Da ascensão política à maior crise da história venezuelana
Nicolás Maduro Moros nasceu em 23 de novembro de 1962 e teve uma origem humilde. Antes de ingressar definitivamente na política, trabalhou como motorista de ônibus e atuou como líder sindical na Venezuela. Sua aproximação com movimentos estudantis e sindicatos o inseriu no campo da esquerda venezuelana e, nos anos 1990, o levou a se tornar um aliado próximo de Hugo Chávez.
Com a ascensão de Chávez ao poder, Maduro ganhou espaço dentro do Partido Socialista Unido da Venezuela (PSUV) e tornou-se um dos principais quadros da chamada Revolução Bolivariana. Reconhecido como um dos mais leais colaboradores do então presidente, ocupou cargos estratégicos até ser escolhido como sucessor.
Após a morte de Hugo Chávez, em 2013, Maduro venceu as eleições presidenciais e assumiu o comando do país em um cenário já marcado por forte polarização política. Durante seus primeiros anos de governo, a Venezuela mergulhou em uma crise econômica profunda, com hiperinflação, escassez de alimentos e medicamentos e um agravamento da crise humanitária, que levou milhões de venezuelanos a deixar o país.
A permanência de Maduro no poder foi acompanhada de sucessivas controvérsias. Em 2018, ele foi reeleito em um pleito amplamente questionado pela oposição e por governos estrangeiros, que apontaram falta de transparência e ausência de observadores independentes. A crise política se intensificou, assim como as sanções internacionais. Em 2024, Maduro garantiu um terceiro mandato em eleições novamente criticadas por organismos internacionais.
Ao longo dos anos, o presidente venezuelano passou a ser alvo de sanções e acusações no exterior. Em 2020, o Departamento de Justiça dos Estados Unidos apresentou denúncias contra Maduro por narcotráfico, conspiração e corrupção. As acusações incluíram supostos vínculos com o chamado “Cartel dos Sóis”, grupo que, segundo autoridades norte-americanas, envolveria integrantes do alto escalão do governo venezuelano.

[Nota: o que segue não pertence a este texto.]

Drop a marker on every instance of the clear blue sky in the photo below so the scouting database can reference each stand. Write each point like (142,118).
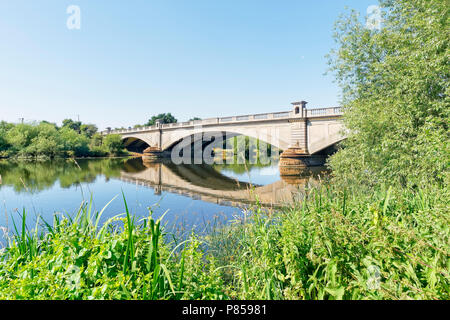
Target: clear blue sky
(133,59)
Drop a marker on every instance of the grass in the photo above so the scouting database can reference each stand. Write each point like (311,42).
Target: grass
(391,244)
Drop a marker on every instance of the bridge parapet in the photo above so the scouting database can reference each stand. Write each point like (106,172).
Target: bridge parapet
(308,113)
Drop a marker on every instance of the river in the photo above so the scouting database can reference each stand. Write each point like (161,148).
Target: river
(194,196)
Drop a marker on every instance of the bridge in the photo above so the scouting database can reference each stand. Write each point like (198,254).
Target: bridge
(302,134)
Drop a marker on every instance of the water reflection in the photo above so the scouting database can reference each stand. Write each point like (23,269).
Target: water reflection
(212,184)
(232,185)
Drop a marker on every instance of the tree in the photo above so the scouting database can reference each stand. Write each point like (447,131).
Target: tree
(74,125)
(164,117)
(74,144)
(88,130)
(395,84)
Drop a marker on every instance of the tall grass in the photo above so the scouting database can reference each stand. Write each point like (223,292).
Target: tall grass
(75,258)
(335,244)
(392,244)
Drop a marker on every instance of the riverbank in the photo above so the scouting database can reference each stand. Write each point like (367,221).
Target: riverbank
(391,244)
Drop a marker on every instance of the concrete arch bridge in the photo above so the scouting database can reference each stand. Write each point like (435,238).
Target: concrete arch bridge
(304,135)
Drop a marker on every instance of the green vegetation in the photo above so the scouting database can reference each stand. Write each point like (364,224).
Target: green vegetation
(393,244)
(395,85)
(45,139)
(123,259)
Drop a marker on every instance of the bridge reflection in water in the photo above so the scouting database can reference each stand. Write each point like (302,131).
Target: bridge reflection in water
(206,183)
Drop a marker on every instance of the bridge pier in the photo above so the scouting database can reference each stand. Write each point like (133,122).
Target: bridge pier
(294,161)
(151,154)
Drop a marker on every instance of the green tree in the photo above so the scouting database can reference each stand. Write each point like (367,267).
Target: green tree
(47,142)
(74,144)
(88,130)
(74,125)
(4,128)
(164,117)
(395,84)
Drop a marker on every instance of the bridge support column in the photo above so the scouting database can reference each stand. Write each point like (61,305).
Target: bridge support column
(152,154)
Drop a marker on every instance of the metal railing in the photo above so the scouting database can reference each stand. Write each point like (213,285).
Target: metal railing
(310,113)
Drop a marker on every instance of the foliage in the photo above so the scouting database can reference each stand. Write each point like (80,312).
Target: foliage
(113,144)
(45,139)
(163,117)
(395,85)
(122,259)
(334,245)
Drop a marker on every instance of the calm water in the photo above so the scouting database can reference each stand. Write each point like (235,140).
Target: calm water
(193,195)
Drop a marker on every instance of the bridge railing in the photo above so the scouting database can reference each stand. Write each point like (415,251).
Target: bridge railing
(323,112)
(310,113)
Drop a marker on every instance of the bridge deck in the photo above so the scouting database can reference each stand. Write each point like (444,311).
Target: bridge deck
(310,113)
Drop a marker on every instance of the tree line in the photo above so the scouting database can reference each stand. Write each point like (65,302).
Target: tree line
(45,139)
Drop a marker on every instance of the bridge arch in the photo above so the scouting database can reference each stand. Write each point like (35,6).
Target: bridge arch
(136,143)
(270,137)
(324,143)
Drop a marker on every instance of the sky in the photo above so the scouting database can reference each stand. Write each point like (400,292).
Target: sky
(129,60)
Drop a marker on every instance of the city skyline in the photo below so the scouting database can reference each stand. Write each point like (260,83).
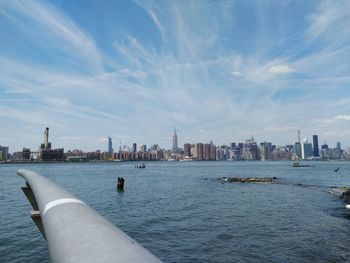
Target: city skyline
(215,70)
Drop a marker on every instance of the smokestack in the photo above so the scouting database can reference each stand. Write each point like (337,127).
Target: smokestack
(46,138)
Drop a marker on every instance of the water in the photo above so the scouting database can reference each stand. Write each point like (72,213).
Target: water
(182,213)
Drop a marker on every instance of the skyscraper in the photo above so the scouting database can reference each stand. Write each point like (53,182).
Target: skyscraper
(199,151)
(315,144)
(306,149)
(110,149)
(187,149)
(175,147)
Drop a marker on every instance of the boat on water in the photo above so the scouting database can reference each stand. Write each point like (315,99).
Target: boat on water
(141,166)
(300,165)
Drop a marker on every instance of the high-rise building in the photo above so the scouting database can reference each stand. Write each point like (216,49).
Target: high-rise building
(297,150)
(212,152)
(199,151)
(306,149)
(4,153)
(315,144)
(265,150)
(143,148)
(206,151)
(48,154)
(187,149)
(338,146)
(110,148)
(134,147)
(175,145)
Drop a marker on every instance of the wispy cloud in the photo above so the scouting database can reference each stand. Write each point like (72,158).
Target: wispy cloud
(194,65)
(281,69)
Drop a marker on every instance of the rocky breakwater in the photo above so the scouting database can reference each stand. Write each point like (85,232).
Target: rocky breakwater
(346,196)
(268,180)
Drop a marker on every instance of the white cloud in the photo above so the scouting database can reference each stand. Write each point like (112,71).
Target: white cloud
(281,69)
(342,117)
(236,73)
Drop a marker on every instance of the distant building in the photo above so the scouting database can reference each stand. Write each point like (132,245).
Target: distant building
(212,152)
(206,151)
(143,148)
(26,154)
(159,154)
(4,153)
(199,151)
(187,150)
(298,136)
(250,150)
(306,149)
(48,154)
(265,150)
(175,145)
(297,150)
(315,144)
(110,147)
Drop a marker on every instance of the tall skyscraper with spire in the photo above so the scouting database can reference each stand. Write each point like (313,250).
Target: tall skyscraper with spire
(110,148)
(175,147)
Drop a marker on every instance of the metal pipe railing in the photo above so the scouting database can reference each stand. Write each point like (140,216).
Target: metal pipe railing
(74,231)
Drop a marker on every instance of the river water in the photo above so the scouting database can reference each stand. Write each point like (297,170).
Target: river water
(181,212)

Em janeiro de 2026, os Estados Unidos anunciaram a captura de Nicolás Maduro e de sua esposa, Cilia Flores, durante uma operação militar em território venezuelano. Segundo o governo norte-americano, Maduro foi levado para Nova Iorque e encaminhado a um centro de detenção federal no Brooklyn, onde deverá responder às acusações de narcoterrorismo e tráfico internacional de drogas.
A ação provocou forte repercussão internacional. Aliados do governo venezuelano classificaram a operação como uma violação da soberania nacional, enquanto críticos e setores da oposição comemoraram a prisão. O episódio reacendeu o debate global sobre os limites da intervenção estrangeira e suas consequências geopolíticas.
A trajetória de Nicolás Maduro de líder sindical a presidente e, posteriormente, detido nos Estados Unidos — simboliza um dos períodos mais turbulentos da história recente da Venezuela, marcado por crise econômica, disputas políticas intensas e tensões internacionais de grande escala.